Oltre 110 anni di storia, cosa vuol dire prendersi sulle spalle l’azienda di famiglia? 

Ho imparato per osmosi cosa significa essere imprenditori. Ognuno cerca di portare del valore aggiunto. La mia presa in carico delle attività aziendali è stata una naturale consecutio, una volontà, nonché un atto dovuto, legato alla legacy della mia famiglia. Questo passaggio di consegne è avvenuto in situazioni tragiche. Quando avevo 15 anni è scomparso mio papà. Quando ne avevo 19 mio fratello.

 

Un avvicendamento accaduto in un clima di emotiva complessità.
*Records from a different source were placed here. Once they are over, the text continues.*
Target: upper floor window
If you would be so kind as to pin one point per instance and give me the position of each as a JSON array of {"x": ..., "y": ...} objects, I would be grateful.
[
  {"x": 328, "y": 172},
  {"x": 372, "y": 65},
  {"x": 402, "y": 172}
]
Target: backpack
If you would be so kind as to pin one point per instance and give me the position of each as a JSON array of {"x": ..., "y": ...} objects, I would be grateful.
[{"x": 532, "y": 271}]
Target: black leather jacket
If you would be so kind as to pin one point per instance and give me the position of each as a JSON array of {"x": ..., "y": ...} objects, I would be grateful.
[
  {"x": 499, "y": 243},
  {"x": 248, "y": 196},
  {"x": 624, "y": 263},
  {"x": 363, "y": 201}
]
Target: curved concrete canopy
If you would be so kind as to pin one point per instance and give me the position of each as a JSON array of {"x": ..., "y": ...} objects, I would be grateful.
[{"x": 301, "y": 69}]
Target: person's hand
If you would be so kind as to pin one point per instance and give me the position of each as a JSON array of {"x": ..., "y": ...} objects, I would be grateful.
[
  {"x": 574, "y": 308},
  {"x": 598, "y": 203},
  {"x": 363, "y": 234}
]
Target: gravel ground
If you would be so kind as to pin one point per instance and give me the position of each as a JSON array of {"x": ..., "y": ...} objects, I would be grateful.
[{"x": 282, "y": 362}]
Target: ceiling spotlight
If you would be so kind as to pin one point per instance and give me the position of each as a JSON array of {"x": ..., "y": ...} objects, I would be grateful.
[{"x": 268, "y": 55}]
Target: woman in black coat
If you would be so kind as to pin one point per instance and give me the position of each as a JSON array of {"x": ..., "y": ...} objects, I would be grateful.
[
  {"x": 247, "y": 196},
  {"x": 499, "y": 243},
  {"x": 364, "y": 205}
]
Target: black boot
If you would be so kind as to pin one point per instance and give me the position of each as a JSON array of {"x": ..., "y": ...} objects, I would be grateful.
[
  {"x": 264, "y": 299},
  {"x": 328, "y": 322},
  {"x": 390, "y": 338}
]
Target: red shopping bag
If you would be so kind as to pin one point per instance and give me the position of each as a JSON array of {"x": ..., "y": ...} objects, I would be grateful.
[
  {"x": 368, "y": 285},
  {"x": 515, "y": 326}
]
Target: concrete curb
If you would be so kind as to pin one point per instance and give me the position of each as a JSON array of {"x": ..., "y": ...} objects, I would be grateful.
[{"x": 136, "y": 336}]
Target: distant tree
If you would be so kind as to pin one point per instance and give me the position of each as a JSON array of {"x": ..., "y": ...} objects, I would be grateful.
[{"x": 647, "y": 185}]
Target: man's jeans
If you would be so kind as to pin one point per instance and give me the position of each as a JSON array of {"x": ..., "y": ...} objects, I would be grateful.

Ho deciso di farmi carico dell’azienda e di iniziare a entrarci dopo aver concluso studi di economia e finanzia con un master alla Bocconi di Milano in Corporate, Finance and Banking. Era un master serale, contemporaneamente lavoravo nelle fabbriche che avevamo a Modena, a Incisa Val d’Arno, in Toscana, e ad Almè, in provincia di Bergamo, che era la fabbrica storica. Gestivo tutta la parte di ciclo attivo: quindi protoprogettazione, prototipazione e il ciclo acquisto, produzione e vendita. Ho imparato da subito la specificità del nostro business. Quando ancora la parte industriale contava, e molto. Perché il know how faceva ancora la differenza. Oggi è tutto molto diverso. 

 

Ovvero?

La moda è cresciuta in un modo esponenziale. Ci sono tutta una serie di indotti legati alla filiera produttiva che ti consentono di avere un buonissimo prodotto, una buonissima qualità pur non avendo internamente il know how. Oggi, quando parliamo di aziende della moda, parliamo di marketing, comunicazione e design. Adesso sono questi i tre vettori che fanno la vera differenza.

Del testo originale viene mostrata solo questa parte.